I've never seen an Intel driver cause problems with security softs; Nvidia and AMD I've seen auto-sandboxed. Never seen a single problem with KIS.

 

[shmu26]

The order of the rules in the list is the order in which they are applied; top of list - first\bottom of list - last.

So, if your ignore rules are at the bottom of the list then they will be the last to be enforced.

If that's not it, then I'd do a clean install of Windows and start from scratch.

If you are playing with a lot of softs - which I think you are - installing\uninstalling - then you are only asking for problems with CIS and KIS; both require clean installs to work properly. Remnants of other security softs will cause malfunctions or mis-behavior with both CIS and KIS.

I've never seen an Intel driver cause problems with security softs; Nvidia and AMD I've seen auto-sandboxed.
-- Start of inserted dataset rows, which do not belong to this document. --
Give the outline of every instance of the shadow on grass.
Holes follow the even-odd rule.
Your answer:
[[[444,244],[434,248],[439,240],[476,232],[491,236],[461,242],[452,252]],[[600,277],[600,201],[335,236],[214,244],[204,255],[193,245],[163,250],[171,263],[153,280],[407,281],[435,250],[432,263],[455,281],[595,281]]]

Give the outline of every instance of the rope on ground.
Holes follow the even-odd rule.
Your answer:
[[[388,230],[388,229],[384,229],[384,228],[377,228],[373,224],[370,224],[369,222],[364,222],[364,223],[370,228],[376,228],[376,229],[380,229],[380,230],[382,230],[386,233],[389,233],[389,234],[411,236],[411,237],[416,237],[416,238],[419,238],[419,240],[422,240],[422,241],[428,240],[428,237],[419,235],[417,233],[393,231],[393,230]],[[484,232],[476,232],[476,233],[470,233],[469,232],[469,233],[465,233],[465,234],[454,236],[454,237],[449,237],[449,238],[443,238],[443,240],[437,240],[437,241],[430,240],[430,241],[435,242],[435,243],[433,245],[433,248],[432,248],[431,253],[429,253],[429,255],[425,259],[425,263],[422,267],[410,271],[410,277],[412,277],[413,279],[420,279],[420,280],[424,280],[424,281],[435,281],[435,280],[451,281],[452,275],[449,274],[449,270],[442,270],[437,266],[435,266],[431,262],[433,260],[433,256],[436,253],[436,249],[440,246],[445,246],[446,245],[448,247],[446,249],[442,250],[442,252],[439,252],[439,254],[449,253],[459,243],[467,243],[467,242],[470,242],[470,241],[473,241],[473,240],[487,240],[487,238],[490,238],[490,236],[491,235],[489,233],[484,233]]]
Never seen a single problem with KIS.

thanks for help. my ignore rules are higher in the list than the global autosandbox rule.
Could be remnants of other security softs... I am definitely a tinkerer, as you have noticed.
I think I will disable COMODO autosandbox for the mean time, and just go with the HIPS and firewall. I will let Voodoo autopilot handle the rest.

 

[shmu26]

The order of the rules in the list is the order in which they are applied; top of list - first\bottom of list - last.

So, if your ignore rules are at the bottom of the list then they will be the last to be enforced.

If that's not it, then I'd do a clean install of Windows and start from scratch.

If you are playing with a lot of softs - which I think you are - installing\uninstalling - then you are only asking for problems with CIS and KIS; both require clean installs to work properly. Remnants of other security softs will cause malfunctions or mis-behavior with both CIS and KIS.

I've never seen an Intel driver cause problems with security softs; Nvidia and AMD I've seen auto-sandboxed. Never seen a single problem with KIS.

okay, it turns out that Windows was failing in its attempts to update my Intel graphics driver. I downloaded the driver installer directly from Intel, and after booting into safe mode, I was finally successful in installing it.
I tried again with COMODO, and no prob! I am finally a happy camper. My apologies to the COMODO faithfuls.